C'è un'ambivalenza: mentitori prezzolati si, servi del potere si, ma non riconosciuti giudiziariamente autori di violenze poiché sono prescritti i reati. Pertanto, di quale giustizia si può parlare ? Di formale atto riparatorio e risarcitorio, si può dire, ma non si può affatto affermare che “giustizia” è stata fatta. Piuttosto va illustrato come lo Stato, nei suoi riti giudiziari sanzionatori, non è in grado di ripristinare quella giustizia sociale che già nella materialità delle condizioni di produzione e di vita è negata ai più. La violenza psico-fisica subita a Genova, divenuta luogo privilegiato dela progetto “Auschwitz diffusa”, e l'alterazione dei comportamenti socio-politici, indotta generazionalmente, dei giovani partecipanti a quelle giornate di protesta e lotta non trovano “riparazione” dalla tardiva sentenza poiché quanto è stato fatto dagli organi repressivi (secondo la logica: colpirne centinaia per “educarne” migliaia), è prassi funzionale all'assetto di potere vigente, prassi che non è stata debellata semplicemente “accantonando” picchiatori e torturatori. Analoghi fatti precedenti e seguenti agli eventi genovesi lo dimostrano.

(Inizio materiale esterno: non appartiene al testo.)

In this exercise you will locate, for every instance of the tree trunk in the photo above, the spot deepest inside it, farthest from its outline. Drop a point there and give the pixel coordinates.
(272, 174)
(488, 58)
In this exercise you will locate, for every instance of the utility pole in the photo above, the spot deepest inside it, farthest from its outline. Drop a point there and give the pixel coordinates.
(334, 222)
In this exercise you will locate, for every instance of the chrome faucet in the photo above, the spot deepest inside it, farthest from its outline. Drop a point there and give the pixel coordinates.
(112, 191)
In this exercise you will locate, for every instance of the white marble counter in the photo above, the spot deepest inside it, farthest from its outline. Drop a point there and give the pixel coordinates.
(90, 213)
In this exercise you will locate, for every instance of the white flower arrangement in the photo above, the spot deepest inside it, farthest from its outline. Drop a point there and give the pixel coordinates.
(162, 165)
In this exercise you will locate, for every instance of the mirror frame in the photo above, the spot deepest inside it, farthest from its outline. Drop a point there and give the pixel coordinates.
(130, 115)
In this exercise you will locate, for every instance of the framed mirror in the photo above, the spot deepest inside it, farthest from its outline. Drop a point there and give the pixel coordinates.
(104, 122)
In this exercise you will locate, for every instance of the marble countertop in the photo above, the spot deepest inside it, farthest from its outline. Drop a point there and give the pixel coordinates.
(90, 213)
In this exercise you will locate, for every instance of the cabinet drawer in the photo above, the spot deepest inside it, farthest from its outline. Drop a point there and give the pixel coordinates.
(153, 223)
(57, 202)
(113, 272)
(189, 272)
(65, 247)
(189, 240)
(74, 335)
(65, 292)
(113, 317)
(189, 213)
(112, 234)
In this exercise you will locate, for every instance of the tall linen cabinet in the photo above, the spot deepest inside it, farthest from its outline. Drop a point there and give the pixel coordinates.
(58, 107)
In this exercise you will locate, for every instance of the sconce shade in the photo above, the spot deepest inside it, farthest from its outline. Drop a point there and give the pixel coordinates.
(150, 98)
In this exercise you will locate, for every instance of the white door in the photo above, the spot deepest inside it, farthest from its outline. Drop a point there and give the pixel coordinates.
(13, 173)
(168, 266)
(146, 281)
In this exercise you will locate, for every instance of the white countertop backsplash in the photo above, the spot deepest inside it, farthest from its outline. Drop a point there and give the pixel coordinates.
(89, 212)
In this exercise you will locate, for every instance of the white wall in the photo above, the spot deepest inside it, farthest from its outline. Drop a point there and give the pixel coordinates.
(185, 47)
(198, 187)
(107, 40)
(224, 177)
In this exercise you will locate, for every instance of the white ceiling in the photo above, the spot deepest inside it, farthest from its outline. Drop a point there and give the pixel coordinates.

Se qualcuno pensa che con delle “scuse” ai cittadini “che hanno subito danni, ma anche a quelli che, avendo fiducia nell’Istituzione-Polizia, l’hanno vista in difficoltà per qualche comportamento errato ed esigono sempre maggiore professionalità ed efficienza”, si possa salvare la faccia immaginando di mettere una pietra sopra su quanto accaduto, si sbaglia di grosso.
Le strutture dell'attuale ordine economico-sociale mondiale, per quanto forti e distruttive, sono costruzioni umane: possono e devono essere cambiate, secondo i principi di una giustizia sociale che promuova la vita libera di tutti; “finchè la violenza dello Stato sarà chiamata giustizia ...”.